| | Life has taken a different course, and I can feel it.
So much has changed since the last time I tried to collect my thoughts on paper. I survived third quarter. I got into colleges. I am a different person.
In a way, I'm glad my efforts did not go unnoticed. It all paid off in the end, as everyone had said it would. My parents look happier. My teachers seem proud. I've been told I now look as though my shoulders have been relieved of the burdens of the world. Well I must agree, for my days are now peaceful, my dreams are delightful, and my thoughts are truly complacent. I've taken up reading, writing, and taking walks again, all signs of my mental recuperation. I jotted down a few lines I improvised in the rain the other day, and I realized I hadn't done that in a while. Foolishly, I used to think I was a great poet with a knack for words; nowadays I can't bring myself to confront the pen and paper because anything I write now sounds so corny, hackneyed, or awkward to me. I don't know if that's a feeling common to all writers and poets... or have I grown more humble about my work and my capacity? But I think the fact of the matter has not yet truly settled in my system.
With nine days of school left, I find myself unable to come to terms with reality. I am graduating high school. I am leaving my sheltered, innocent childhood in New York. I am starting a new life with new friends in a new city. I am growing up.

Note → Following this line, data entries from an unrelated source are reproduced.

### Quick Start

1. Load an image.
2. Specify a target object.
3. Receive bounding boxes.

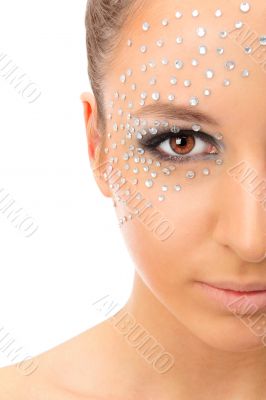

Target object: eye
[142,130,221,162]
[156,131,218,156]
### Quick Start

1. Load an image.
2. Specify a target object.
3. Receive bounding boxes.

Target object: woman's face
[88,0,266,349]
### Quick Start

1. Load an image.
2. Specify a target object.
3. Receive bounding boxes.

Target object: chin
[189,316,266,353]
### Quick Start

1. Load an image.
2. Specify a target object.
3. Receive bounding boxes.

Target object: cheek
[117,183,216,296]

Even last year, whenever I looked ahead, the future seemed so far away. I always felt like I had plenty of time to do this and do that. I had so naively entertained that notion of timelessness and sheltered existence. It never occurred to me how soon I'd be graduating college and perhaps graduate school, entering the real world, marrying and having children of my own, and soon looking back at the entirety of my brief but busy life.

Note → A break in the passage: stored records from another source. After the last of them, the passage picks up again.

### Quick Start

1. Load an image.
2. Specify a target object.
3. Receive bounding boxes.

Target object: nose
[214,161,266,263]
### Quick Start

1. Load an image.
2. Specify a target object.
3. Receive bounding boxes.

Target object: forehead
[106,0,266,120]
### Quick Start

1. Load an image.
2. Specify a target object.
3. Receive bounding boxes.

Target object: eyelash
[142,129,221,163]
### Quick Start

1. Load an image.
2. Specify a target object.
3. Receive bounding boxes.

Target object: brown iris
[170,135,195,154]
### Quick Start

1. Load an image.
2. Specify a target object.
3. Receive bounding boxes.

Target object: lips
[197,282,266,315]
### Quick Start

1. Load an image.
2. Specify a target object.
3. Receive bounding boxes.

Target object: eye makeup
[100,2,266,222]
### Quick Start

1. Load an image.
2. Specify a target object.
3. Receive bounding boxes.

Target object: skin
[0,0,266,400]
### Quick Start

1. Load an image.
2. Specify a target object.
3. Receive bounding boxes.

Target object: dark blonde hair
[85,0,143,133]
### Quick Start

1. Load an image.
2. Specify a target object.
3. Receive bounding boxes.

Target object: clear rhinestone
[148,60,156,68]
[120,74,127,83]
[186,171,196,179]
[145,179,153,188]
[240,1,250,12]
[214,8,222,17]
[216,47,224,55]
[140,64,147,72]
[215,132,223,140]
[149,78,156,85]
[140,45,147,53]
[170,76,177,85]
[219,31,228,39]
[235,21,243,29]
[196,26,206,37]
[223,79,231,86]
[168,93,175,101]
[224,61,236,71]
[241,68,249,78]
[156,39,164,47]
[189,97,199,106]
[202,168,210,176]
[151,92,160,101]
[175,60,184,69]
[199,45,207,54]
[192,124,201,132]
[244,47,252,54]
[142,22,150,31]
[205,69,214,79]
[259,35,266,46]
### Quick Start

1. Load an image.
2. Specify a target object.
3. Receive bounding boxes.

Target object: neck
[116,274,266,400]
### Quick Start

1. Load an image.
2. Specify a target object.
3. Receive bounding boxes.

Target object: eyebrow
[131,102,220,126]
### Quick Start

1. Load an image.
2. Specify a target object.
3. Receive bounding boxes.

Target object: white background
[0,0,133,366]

It almost seems like someone hit the "fast forward" button on my life. I'm not afraid of what's to come. I just wish time wouldn't fly as fast. But maybe this is a good thing. People say time feels faster if you're enjoying life or if you're busy. Since I'm not busy at all these days, perhaps it's the former?
What am I going to do with my life? I still don't fucking know. All I know is that I ruled out some pretty good (aka secure) choices... The standard med track at a science-y school would have paid well. If I'd accepted that offer from Huntsman program at Penn I would've landed an executive business position with a 6-figure starting salary by graduation. FML. Me and my fucking ambition. Oh, and my goddamn morals, too.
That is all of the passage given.